Es wird ein „Familienfoto“ geben, auf dem sich demokratische Politiker nicht so gerne zeigen: Neben Gastgeber Xi Jinping versammeln sich Russlands Präsident Wladimir Putin, der umstrittene philippinische Regierungschef Rodrigo Duterte, der türkische Präsident Recep Tayyip Erdogan sowie die Alleinherrscher Alexander Lukaschenko aus Weißrussland und Nursultan Nasarbajew aus Kasachstan. Der Gipfel am Sonntag und Montag in Peking ist das größte diplomatische Ereignis des Jahres in China.

Dabei geht es um eine Idee mit historischen Dimensionen: Den Bau einer „Neuen Seidenstraße“, eines modernen Verbindungsnetzes entlang der mythischen antiken Handelsrouten, die Asien, Afrika und Europa über Land und See verbunden haben. Wo einst Seide, Gewürze, Tee, Porzellan, Gold und Silber gehandelt wurden, sollen künftig Hochgeschwindigkeitszüge und Frachtwaggons rollen, Öl und Gas durch neue Pipelines fließen, Straßen und Häfen entstehen und sich Unternehmen in neuen Wirtschaftszonen ansiedeln.

Es ist das ehrgeizigste geopolitische und wirtschaftliche Vorhaben des chinesischen Staats- und Parteichefs. Ein Jahr nach seinem Amtsantritt startete Xi Jinping 2013 die Idee mit 40 Milliarden US-Dollar. Es können leicht einige Hundert Milliarden werden. Das Projekt läuft unter „Neue Seidenstraßen“ oder „One Belt, One Road“ (Ein Gürtel, ein Weg) für die Routen über Land und See, kurz OBOR. Zum Gipfel reisen 28 Staats- und Regierungschefs an. 110 Länder sind vertreten. Anstelle von Kanzlerin Angela Merkel nimmt Wirtschaftsministerin Brigitte Zypries (SPD) teil.

Während sich die USA unter Präsident Donald Trump aus dem transpazifischen Handelsabkommen zurückgezogen haben und dem freien Welthandel den Rücken kehren, stößt China in die Lücken vor, um den Traum einer „Wiederauferstehung“ zur Weltmacht zu verwirklichen. Wollte Reformarchitekt Deng Xiaoping einst keine Rolle auf der Weltbühne, sondern vorerst Chinas „Stärke verstecken und auf den richtigen Augenblick warten“, ist für Xi Jinping jetzt der Zeitpunkt gekommen.

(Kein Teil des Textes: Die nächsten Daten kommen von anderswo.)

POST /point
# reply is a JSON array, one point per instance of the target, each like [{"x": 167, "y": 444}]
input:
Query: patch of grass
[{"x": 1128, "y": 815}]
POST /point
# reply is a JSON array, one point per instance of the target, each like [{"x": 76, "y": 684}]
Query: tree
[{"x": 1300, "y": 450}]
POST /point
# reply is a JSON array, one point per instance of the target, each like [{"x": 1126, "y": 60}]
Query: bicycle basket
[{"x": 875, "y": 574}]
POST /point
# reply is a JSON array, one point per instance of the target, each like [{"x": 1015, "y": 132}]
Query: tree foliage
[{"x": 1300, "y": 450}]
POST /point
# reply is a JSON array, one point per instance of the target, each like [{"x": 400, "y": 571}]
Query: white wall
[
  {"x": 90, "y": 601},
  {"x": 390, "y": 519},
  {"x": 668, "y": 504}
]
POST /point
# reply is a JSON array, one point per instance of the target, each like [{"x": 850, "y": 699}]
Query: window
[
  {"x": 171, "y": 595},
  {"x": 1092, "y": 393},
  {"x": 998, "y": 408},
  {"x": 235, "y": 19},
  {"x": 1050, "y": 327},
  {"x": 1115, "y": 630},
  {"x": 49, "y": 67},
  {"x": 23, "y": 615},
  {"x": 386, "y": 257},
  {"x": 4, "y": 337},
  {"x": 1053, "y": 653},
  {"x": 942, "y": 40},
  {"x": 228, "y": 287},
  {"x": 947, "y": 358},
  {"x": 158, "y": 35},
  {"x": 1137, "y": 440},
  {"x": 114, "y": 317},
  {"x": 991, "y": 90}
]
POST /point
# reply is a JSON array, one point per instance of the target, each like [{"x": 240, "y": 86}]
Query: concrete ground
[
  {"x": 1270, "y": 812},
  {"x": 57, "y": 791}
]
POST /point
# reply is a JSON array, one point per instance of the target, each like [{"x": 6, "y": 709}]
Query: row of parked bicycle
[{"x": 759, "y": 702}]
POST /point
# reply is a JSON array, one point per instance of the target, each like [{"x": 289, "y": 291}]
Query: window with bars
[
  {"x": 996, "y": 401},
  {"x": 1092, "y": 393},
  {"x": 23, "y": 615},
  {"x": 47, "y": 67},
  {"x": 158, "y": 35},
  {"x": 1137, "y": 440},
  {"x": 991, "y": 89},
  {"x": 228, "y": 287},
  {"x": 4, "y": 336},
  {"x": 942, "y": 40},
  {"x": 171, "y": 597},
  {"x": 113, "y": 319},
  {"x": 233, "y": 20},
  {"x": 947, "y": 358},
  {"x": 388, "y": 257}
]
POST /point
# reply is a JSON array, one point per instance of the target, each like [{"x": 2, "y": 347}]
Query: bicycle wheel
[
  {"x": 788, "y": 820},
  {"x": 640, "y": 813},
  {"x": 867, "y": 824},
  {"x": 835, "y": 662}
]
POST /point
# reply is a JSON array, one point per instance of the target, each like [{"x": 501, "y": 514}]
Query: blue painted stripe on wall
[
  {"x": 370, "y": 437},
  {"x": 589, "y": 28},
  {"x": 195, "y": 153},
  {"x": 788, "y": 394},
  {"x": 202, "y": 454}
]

„Was hat China?“, sagt Tom Miller, Autor eines Buches über die Initiative. „Sein Militär ist nicht so groß wie das der USA. Auch hat China nicht so viele Freunde. Aber es hat jede Menge Geld und wirtschaftliches Gewicht.“ Peking versuche, seine Führungsrolle durch „Infrastruktur-Diplomatie“ auszubauen. „Durch bessere Konnektivität versucht Peking, eine Art Handelsnetz zu schaffen, in dem alle Wege zurück nach China führen.“

Die zweitgrößte Volkswirtschaft wächst nur noch langsam und sucht frische Triebkräfte. Da sollen weitere Märkte geschaffen werden: „Eine neue Ära der Globalisierung.“ Auch sollen die rückständigen Regionen im Westen des Riesenreiches besser wirtschaftlich mit den westlichen Nachbarn verknüpft werden. Eines der Vorzeigeprojekte ist der China-Pakistan-Wirtschaftskorridor von Xinjiang im Westen Chinas zur pakistanischen Hafenstadt Gwadar am Arabischen Meer unweit der Ölrouten vom Persischen Golf.

65 Länder sollen ihr Interesse angemeldet haben. In Europa stehen zwei Regionen im Fokus: Zentral- und Mitteleuropa sowie die Mittelmeer-Region. Prominente Projekte sind die Übernahme des griechischen Hafens von Piräus und der geplante Bau der Eisenbahn zwischen Belgrad und Budapest. Auch die neuen Güterzugverbindungen von China bis zum großen europäischen Binnenhafen Duisburg, den Xi Jinping 2014 besichtigt hatte, oder bis nach Spanien zählen dazu. Doch auch diese Projekte waren zum Teil vorher gestartet worden.

Experten sehen Potenzial, mit den Investitionen regionales und globales Wachstum anzukurbeln. Aber die Gefahr durch Korruption oder die Förderung nutzloser Vorhaben ist groß. Hinzu kommen politische Instabilität und Sicherheitsrisiken für Chinas Unternehmen, die beim Bau der Infrastrukturprojekte vorrangig zum Zuge kommen sollen. (dpa)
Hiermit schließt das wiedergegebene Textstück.